Malam ini mereka sedang berkumpul di ruang keluarga. Berbincang-bincang hal ringa. Keluarga Chika selalu menyempatkan untuk berkumpul seperti ini meski hanya sejenak supaya rasa hubungan keluarga mereka menjadi lebih erat dan lebih rukun.

"Sepi Yah. Kenapa ya para tetangga tak ada yang berada di luar rumah?" pikir Christy.

"Mungkin karena sudah sore, maka dari itu mereka tak ada yang keluar rumah," jawab Pak Darto.

"Emm, tadi kita beli pentol kuah. Dan penjualnya sedikit aneh. Dia terakhir bilang, kita harus hati-hati di rumah ini," ungkap Chika.

"Iya Yah, memangnya ada apa dengan rumah ini?" tanya Christy.

"Tidak apa. Mungkin penjual itu orang iseng, yang mau nakut-nakutin kalian saja. Jangan di pikirin ya," jawab Pak Darto.

"Apa jangan-jangan rumah ini ada setannya Yah?" Tebak Damar.

"Huss! Kalau ngomong jangan sembarangan. Ga ada hantu di sini," tegur Ayana.

"Tau tuh Bun, tabok aja pakai sandal. Tadi siang Kak Damar iseng, dia nakut-nakutin aku. Untung aku ga kena serangan jantung," adu Chika.

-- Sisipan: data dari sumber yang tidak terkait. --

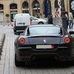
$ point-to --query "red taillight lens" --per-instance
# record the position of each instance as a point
(21, 40)
(52, 46)
(67, 40)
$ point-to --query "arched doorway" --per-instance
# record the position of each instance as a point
(47, 7)
(1, 13)
(36, 8)
(13, 10)
(25, 7)
(72, 6)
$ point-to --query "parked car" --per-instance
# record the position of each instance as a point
(44, 40)
(20, 22)
(35, 20)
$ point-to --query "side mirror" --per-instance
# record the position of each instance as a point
(71, 32)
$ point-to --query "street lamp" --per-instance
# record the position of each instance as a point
(37, 6)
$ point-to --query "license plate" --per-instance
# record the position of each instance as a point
(43, 46)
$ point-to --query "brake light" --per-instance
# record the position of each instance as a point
(67, 40)
(21, 40)
(52, 46)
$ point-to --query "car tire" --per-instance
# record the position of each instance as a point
(17, 63)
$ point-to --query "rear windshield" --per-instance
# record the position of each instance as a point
(45, 30)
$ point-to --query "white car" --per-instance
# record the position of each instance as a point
(35, 20)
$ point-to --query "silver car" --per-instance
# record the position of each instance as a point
(35, 20)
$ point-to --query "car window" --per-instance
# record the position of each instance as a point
(45, 31)
(34, 18)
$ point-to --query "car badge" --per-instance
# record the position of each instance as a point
(44, 41)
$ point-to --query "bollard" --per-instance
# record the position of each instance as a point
(1, 44)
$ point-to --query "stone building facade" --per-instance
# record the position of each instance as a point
(41, 8)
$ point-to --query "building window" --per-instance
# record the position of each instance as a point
(1, 7)
(13, 6)
(36, 8)
(25, 4)
(35, 4)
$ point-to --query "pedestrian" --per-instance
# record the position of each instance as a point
(64, 21)
(70, 20)
(50, 19)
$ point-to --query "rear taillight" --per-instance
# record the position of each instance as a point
(52, 46)
(67, 40)
(14, 23)
(21, 41)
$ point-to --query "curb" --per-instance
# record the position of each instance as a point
(1, 44)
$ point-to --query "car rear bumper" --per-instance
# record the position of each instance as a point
(19, 28)
(60, 52)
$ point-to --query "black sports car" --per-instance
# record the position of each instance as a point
(43, 41)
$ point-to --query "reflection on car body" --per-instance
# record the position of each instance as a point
(36, 20)
(43, 40)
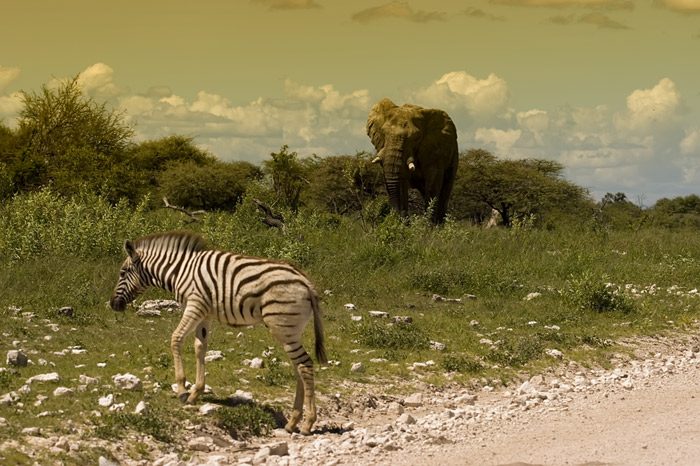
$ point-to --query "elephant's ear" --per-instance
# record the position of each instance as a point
(375, 122)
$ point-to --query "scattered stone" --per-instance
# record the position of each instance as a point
(255, 363)
(63, 391)
(204, 444)
(85, 380)
(394, 409)
(437, 346)
(106, 401)
(141, 408)
(127, 382)
(16, 358)
(207, 409)
(357, 367)
(65, 311)
(50, 377)
(413, 401)
(279, 449)
(441, 299)
(213, 355)
(241, 397)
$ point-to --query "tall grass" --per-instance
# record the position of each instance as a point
(594, 287)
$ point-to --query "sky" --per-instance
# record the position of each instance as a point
(608, 88)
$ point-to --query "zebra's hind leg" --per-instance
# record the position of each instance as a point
(200, 350)
(304, 371)
(190, 320)
(298, 405)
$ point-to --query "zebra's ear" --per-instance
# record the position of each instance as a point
(131, 250)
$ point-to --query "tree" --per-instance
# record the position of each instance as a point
(514, 188)
(66, 139)
(288, 176)
(343, 183)
(215, 185)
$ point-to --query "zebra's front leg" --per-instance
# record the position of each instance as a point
(187, 324)
(200, 350)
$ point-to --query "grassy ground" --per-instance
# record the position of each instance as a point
(595, 287)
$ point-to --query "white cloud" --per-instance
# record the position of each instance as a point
(690, 145)
(7, 75)
(651, 109)
(684, 6)
(98, 80)
(460, 90)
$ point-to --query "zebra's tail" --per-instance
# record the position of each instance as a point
(318, 329)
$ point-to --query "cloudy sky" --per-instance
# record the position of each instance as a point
(609, 88)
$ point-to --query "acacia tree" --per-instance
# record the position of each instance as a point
(289, 176)
(514, 188)
(66, 139)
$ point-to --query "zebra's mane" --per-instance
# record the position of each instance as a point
(182, 240)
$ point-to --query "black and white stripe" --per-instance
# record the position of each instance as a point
(233, 289)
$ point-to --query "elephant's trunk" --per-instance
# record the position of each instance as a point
(396, 179)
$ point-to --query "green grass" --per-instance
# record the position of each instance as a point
(50, 259)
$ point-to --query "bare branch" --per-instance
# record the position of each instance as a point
(270, 219)
(191, 215)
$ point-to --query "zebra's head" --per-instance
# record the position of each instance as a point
(131, 283)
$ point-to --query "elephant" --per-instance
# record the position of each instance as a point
(416, 147)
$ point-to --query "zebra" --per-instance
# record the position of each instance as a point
(233, 289)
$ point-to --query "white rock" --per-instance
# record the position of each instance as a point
(85, 380)
(357, 367)
(413, 400)
(394, 409)
(207, 409)
(257, 363)
(437, 346)
(63, 391)
(127, 382)
(106, 401)
(141, 408)
(213, 355)
(16, 358)
(204, 444)
(241, 397)
(50, 377)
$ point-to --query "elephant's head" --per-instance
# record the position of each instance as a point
(409, 141)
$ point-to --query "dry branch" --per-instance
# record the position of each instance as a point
(191, 215)
(270, 219)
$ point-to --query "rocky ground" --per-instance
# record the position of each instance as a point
(642, 409)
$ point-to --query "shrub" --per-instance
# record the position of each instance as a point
(587, 293)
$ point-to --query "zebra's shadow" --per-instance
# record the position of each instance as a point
(275, 412)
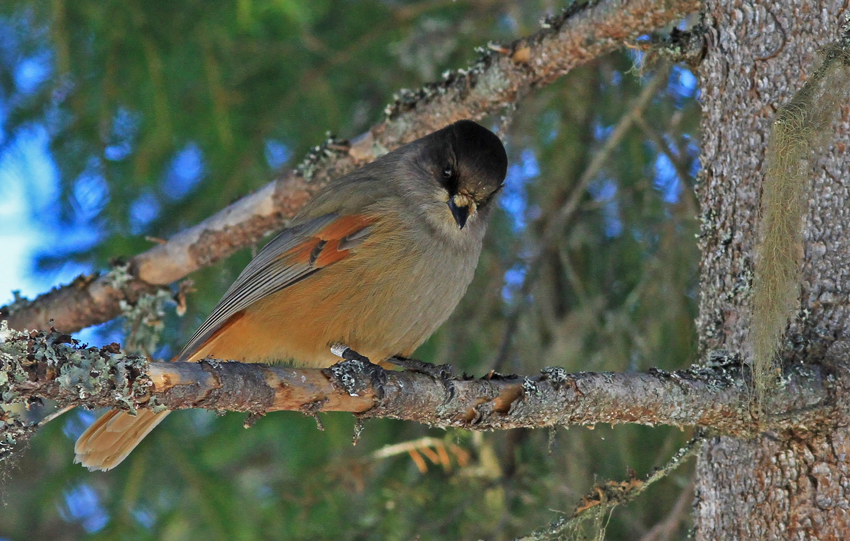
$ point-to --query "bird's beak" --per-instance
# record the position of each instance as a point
(460, 213)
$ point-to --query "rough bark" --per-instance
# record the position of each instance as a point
(498, 80)
(784, 484)
(52, 365)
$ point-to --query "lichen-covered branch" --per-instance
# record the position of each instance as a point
(501, 77)
(51, 365)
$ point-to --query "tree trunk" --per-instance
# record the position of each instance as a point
(779, 485)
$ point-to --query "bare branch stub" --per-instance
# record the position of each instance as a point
(498, 78)
(52, 365)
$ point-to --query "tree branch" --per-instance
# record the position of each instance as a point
(52, 365)
(503, 75)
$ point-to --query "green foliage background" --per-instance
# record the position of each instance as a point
(135, 94)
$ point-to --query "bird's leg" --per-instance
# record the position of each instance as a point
(441, 372)
(346, 372)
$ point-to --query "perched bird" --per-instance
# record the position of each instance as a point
(376, 261)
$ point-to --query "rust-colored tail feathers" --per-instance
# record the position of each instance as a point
(110, 439)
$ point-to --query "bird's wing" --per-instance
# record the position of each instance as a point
(290, 257)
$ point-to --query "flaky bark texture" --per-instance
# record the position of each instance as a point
(500, 78)
(38, 365)
(783, 485)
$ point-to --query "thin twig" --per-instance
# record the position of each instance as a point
(556, 224)
(604, 498)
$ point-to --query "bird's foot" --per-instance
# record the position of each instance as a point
(348, 373)
(441, 372)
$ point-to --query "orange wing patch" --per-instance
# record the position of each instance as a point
(323, 248)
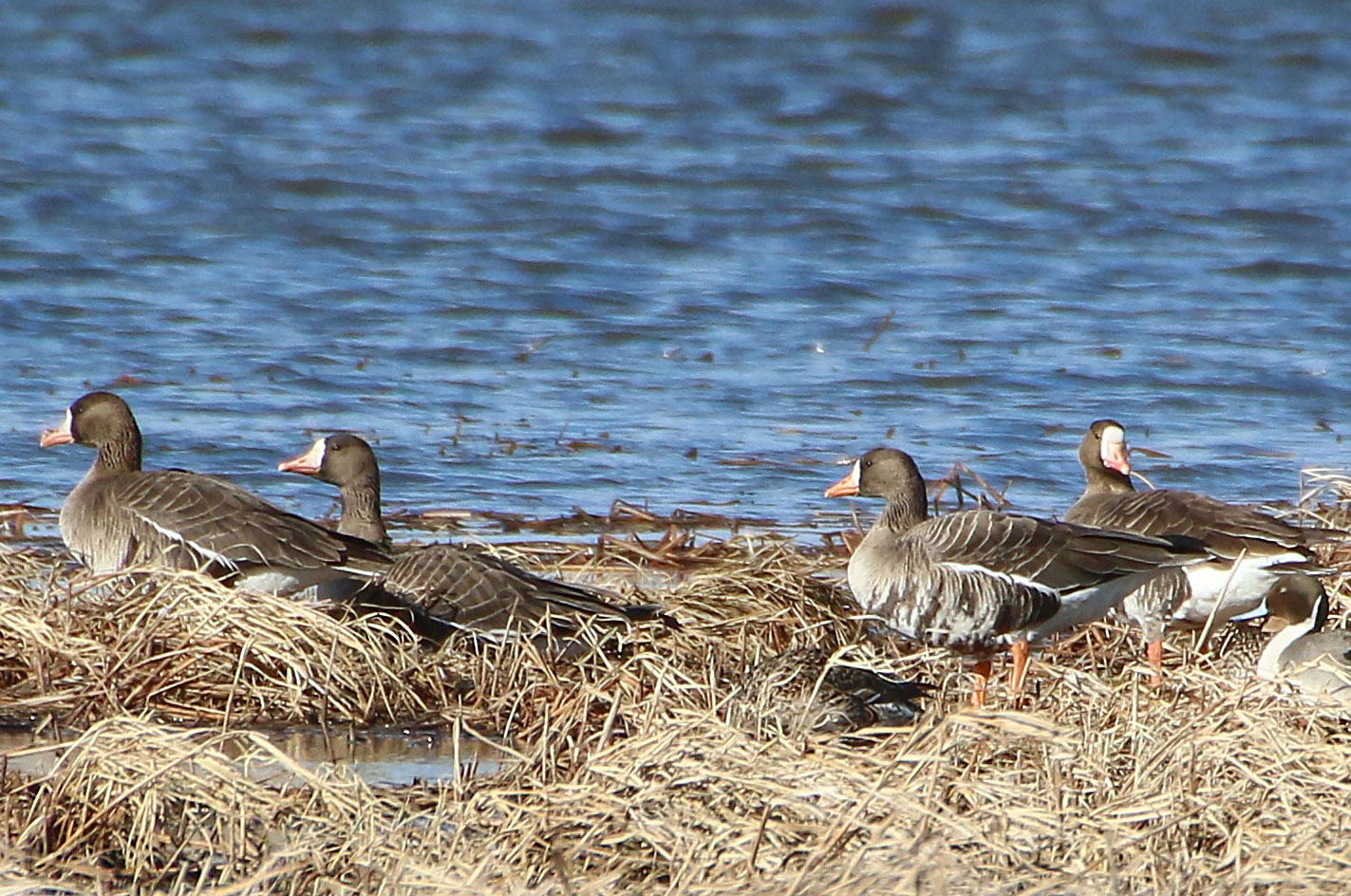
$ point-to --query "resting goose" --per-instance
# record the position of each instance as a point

"Kamu aja yang penakut. Dasar penakut, cuma gitu aja kamu takut. Apalagi kalau ketemu sama setan? Pasti udah kencing di celana kamu," ejel Damar.

"Ayahh, Kak Damar nih," rengek Chika.

"Huuu~ penakut Chika, penakut!"

"Emangnya Kak Damar nggak? Kalau ketemu juga pasti Kak Damar langsung pingsan," balas Chika.

"Kakak mah ga takut sama hantu, yang ada hantu, yang takut sama Kakak."

TAK!

"AAAAA!" Jerit mereka karena terkejut. Tiba-tiba saja lampu di rumah padam. Tak tau apa penyebabnya, perasaan sudah bayar listrik juga sebelum Darto membawa keluarga pindah ke sini.

"Kak Chika, aku takut." Christy memeluk erat tubuh Chika yang berada di sampingnya.

"Kakak juga takut, gelap banget."

Damar menyalakan flash pada ponselnya. "Kenapa tiba-tiba listriknya mati? Ini cuma di rumah kita atau di rumah tetangga juga sama?" Kata Damar.

"Chik, flash ponsel kamu nyalain, biar ga terlalu gelap," perintah Damar. Chika menurut, langsung menyalakan flash di ponselnya.

"Bunda, gabung sama anak-anak ya. Biar Ayah sama Damar cek saklar listrik di luar."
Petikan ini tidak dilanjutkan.